Almost all, fully 95 percent, of the world sleeps with their baby, and there are only very few cultures in the world for which babies sleeping alone is even thought to be acceptable or desirable.
In many Asian cultures where cosleeping is the norm, including China, Vietnam, Cambodia and Thailand, Sudden Infant Death Syndrome (SIDS) is either unheard of or rare. In Hong Kong and Japan, which have almost universal cosleeping, SIDS rates are among the lowest in the world.
The vast majority of scientific studies on infant behavior and development conducted in diverse fields during the last 100 years suggests that the question placed before us should not be “Is it safe to sleep with my baby?” but rather, “Is it safe not to do so?” 


Baby & Father in a Bed

Some Advantages of Cosleeping:-
  • Easy to respond to baby’s cues, thereby facilitating attachment parenting.

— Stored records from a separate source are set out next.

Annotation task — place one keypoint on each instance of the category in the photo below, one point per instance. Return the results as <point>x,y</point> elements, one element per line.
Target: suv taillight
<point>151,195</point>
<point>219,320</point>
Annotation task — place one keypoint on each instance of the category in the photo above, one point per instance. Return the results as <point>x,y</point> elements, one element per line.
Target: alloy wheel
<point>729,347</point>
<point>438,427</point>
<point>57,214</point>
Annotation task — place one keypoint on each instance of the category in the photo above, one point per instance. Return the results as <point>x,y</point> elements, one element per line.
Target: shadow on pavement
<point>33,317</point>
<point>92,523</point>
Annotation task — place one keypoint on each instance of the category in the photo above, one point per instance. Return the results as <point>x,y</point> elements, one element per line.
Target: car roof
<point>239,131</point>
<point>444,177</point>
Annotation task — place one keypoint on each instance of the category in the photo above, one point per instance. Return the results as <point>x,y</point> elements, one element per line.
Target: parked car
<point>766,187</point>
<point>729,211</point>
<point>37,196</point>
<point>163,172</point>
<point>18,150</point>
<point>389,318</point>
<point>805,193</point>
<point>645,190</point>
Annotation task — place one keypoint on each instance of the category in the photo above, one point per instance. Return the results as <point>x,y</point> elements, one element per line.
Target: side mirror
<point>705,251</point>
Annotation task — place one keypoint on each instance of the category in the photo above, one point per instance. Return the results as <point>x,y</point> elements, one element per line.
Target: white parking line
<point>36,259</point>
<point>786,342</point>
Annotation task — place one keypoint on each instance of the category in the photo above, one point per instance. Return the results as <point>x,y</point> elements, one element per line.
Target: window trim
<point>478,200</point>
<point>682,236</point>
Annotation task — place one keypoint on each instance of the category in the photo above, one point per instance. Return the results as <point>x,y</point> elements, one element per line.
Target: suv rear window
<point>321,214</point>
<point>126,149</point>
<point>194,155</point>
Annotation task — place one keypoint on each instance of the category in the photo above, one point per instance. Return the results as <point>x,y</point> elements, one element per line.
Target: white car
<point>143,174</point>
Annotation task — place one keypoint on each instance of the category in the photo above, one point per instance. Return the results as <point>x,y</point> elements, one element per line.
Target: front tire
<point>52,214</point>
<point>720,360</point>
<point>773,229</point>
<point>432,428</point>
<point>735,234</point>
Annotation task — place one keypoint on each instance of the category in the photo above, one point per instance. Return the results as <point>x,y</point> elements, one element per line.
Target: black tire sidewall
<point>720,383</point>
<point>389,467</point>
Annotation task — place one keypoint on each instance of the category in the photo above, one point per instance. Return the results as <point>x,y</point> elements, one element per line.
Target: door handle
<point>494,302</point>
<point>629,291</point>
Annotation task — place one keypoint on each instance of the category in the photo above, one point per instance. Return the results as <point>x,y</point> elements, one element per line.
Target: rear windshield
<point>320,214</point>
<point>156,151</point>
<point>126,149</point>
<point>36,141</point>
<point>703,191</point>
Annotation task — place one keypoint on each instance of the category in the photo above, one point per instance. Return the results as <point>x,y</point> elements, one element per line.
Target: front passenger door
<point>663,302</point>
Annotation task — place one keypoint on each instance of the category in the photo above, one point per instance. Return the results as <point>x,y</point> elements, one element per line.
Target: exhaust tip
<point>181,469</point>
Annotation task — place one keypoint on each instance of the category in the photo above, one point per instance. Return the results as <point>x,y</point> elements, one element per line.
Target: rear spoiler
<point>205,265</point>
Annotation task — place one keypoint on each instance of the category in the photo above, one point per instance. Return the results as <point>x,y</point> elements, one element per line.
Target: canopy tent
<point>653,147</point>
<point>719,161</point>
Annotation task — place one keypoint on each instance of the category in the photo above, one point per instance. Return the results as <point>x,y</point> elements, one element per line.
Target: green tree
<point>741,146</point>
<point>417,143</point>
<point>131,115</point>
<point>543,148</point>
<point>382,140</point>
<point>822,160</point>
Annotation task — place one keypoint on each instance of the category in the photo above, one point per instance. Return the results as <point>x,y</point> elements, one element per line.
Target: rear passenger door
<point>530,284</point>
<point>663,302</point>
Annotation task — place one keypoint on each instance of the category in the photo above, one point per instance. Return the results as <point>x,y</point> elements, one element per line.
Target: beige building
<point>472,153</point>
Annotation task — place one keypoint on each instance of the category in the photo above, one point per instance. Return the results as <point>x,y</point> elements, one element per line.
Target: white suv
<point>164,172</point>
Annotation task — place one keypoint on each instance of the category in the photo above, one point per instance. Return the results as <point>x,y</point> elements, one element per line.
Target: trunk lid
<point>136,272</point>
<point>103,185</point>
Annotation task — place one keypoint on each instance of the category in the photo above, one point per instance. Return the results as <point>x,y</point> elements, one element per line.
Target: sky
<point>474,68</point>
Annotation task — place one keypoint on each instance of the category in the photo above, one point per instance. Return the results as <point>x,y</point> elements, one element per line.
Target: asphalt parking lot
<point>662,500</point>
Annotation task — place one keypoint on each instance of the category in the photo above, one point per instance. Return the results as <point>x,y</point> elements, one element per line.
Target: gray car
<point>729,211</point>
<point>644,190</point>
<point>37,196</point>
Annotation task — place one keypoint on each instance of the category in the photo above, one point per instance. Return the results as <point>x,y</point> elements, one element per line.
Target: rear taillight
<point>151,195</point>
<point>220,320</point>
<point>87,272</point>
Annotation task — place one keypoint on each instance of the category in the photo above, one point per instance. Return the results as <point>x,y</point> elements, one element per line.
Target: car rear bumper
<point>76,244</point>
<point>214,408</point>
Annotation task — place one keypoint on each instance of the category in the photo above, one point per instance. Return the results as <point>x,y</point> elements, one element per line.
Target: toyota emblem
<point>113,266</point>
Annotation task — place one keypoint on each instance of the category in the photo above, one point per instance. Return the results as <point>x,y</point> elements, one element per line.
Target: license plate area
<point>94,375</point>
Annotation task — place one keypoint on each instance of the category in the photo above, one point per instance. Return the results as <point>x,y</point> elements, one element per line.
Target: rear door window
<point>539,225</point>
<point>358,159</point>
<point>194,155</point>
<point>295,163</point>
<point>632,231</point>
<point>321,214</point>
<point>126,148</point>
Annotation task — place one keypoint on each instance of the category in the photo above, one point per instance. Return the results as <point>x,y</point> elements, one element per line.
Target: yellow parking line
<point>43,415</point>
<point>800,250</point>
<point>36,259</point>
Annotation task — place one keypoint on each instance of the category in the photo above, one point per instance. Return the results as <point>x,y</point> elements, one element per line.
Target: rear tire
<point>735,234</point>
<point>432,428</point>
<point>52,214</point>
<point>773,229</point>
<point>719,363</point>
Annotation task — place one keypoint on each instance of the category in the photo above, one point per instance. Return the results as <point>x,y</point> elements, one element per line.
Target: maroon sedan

  • A key element in mother-child bonding.
  • It facilitates the transition from the comfort and security of the womb and mother’s heartbeat and voice, to independence and security in a strange and often frightening world. This is done gradually and compassionately by attachment parenting and co-sleeping. The modern misconception of the need to rush the child to independence by hurrying baby onto solids, into its own bed, to be potty trained, etc. - otherwise the result is supposed dependency and neediness - is both unnatural and cruel.
  • Creates a family intimacy. This is through caring touch, which is linked to love, stability, non-violence, no emotional neediness.
  • Mothers respond more quickly to babies in the bed than to babies in a crib (even when it is in the same room).
  • The battleground of sleep-training and cribs is avoided. In this way, you are avoiding serious long-lasting psychological trauma to your child. Leaving an adult alone to cry is bad - so, how much worse for a child?
  • Easy to breastfeed on cue.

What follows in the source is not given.